Mueller Maximilian M, Hinz Nico, Korthaus Alexander, Eggeling Lena, Drenck Tobias, Frosch Karl-Heinz, Akoto Ralph
BG Klinikum Hamburg, Hamburg, Germany.
University Medical Center Hamburg-Eppendorf, Hamburg, Germany.
Arch Orthop Trauma Surg. 2025 May 20;145(1):305. doi: 10.1007/s00402-025-05918-5.
The antegrade planning method according to Miniaci was primarily developed for high tibial osteotomies but is also used by several surgeons for planning of distal femoral osteotomies (DFO) in daily clinical practice. Strecker adapted in 2006 the Miniaci method as a retrograde method for planning of DFO. It is not yet known whether there is a difference between the planning methods for correction angles and osteotomy wedge heights in DFO planning.
Three knee surgeons independently performed DFO planning with the antegrade Miniaci method, the retrograde method and the semiautomated method with the software mediCAD as a gold standard on 40 anonymized preoperative whole-leg X-rays of patients with a coronal deformity treated with DFO. Subsequently, the difference for correction angles and osteotomy wedge heights between the three methods was analyzed and the interobserver reliability was calculated.
The retrograde method resulted in significantly higher correction angles (+ 1.42° ± 0.55°; p < 0.001) and osteotomy wedge heights (+ 1,36 ± 0.61 mm; p < 0.001) than the antegrade Miniaci methods. A linear regression analysis showed a significant relationship between the extent of coronal deformity and the difference in correction angles between the two methods (p < 0.001, R = 0.74). The correction angles determined with the software-based method almost matched the values of the retrograde Miniaci method (mean difference: -0.06° ± 0.37°; p = 0.307). The interobserver reliability was almost perfect for all three techniques (ICC: antegrade: 0.85, retrograde: 0.92, software-based: 0.98).
Planning a DFO with the antegrade Miniaci method results in lower correction angles and osteotomy wedge heights than with the retrograde method, which in turn exhibits comparable values to software-based method as gold standard, leading to the risk of undercorrection with the antegrade method. In order to reduce the risk of undercorrection in DFO, the retrograde method appears to be superior.
Level 3 - diagnostic retrospective cohort study.
Miniaci提出的顺行规划方法最初是为高位胫骨截骨术开发的,但在日常临床实践中也有几位外科医生将其用于股骨远端截骨术(DFO)的规划。2006年,Strecker将Miniaci方法改编为一种用于DFO规划的逆行方法。目前尚不清楚在DFO规划中,两种规划方法在矫正角度和截骨楔形高度方面是否存在差异。
三位膝关节外科医生分别采用顺行Miniaci方法、逆行方法以及以mediCAD软件为金标准的半自动方法,对40例接受DFO治疗的冠状面畸形患者术前匿名的全腿X线片进行DFO规划。随后,分析三种方法在矫正角度和截骨楔形高度方面的差异,并计算观察者间的可靠性。
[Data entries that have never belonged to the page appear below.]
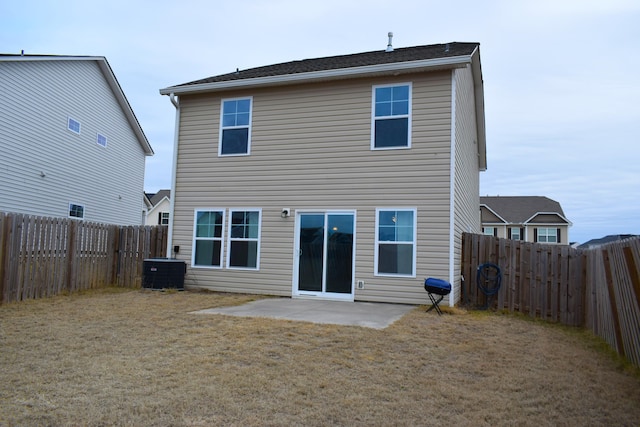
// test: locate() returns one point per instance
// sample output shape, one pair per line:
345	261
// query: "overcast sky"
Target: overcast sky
561	77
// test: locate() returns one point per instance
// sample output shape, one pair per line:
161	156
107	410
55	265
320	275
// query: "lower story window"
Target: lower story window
395	252
76	211
547	235
244	239
207	251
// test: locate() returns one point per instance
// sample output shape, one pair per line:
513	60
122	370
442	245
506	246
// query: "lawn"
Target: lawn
140	358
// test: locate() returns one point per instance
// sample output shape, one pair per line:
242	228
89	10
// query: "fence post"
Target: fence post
634	274
4	252
71	254
612	299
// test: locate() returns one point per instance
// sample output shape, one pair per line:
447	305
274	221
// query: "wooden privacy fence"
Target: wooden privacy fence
538	280
595	288
41	257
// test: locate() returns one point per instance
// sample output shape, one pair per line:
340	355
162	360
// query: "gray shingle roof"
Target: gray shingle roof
407	54
518	209
157	197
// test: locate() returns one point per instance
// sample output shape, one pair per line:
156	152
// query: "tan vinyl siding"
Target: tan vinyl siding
310	149
467	185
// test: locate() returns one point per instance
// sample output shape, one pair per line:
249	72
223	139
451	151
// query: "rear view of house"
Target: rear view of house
70	144
349	177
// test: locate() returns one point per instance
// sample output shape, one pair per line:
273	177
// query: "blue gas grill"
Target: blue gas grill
437	290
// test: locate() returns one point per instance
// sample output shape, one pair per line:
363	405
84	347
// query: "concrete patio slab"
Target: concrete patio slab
365	314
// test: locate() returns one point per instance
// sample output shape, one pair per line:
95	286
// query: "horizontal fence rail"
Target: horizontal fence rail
597	288
41	257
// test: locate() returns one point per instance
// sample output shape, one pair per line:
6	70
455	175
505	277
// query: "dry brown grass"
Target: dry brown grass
138	358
与顺行Miniaci方法相比,逆行方法得出的矫正角度(+1.42°±0.55°;p<0.001)和截骨楔形高度(+1.36±0.61mm;p<0.001)明显更高。线性回归分析显示,冠状面畸形程度与两种方法矫正角度差异之间存在显著相关性(p<0.001,R=0.74)。基于软件的方法确定的矫正角度几乎与逆行Miniaci方法的值相符(平均差异:-0.06°±0.37°;p=0.307)。三种技术的观察者间可靠性几乎都很高(组内相关系数:顺行:0.85,逆行:0.92,基于软件:0.98)。
与逆行方法相比,采用顺行Miniaci方法进行DFO规划得出的矫正角度和截骨楔形高度更低,而逆行方法与作为金标准的基于软件的方法具有可比的值,这导致顺行方法存在矫正不足的风险。为降低DFO中矫正不足的风险,逆行方法似乎更具优势。
3级——诊断性回顾性队列研究。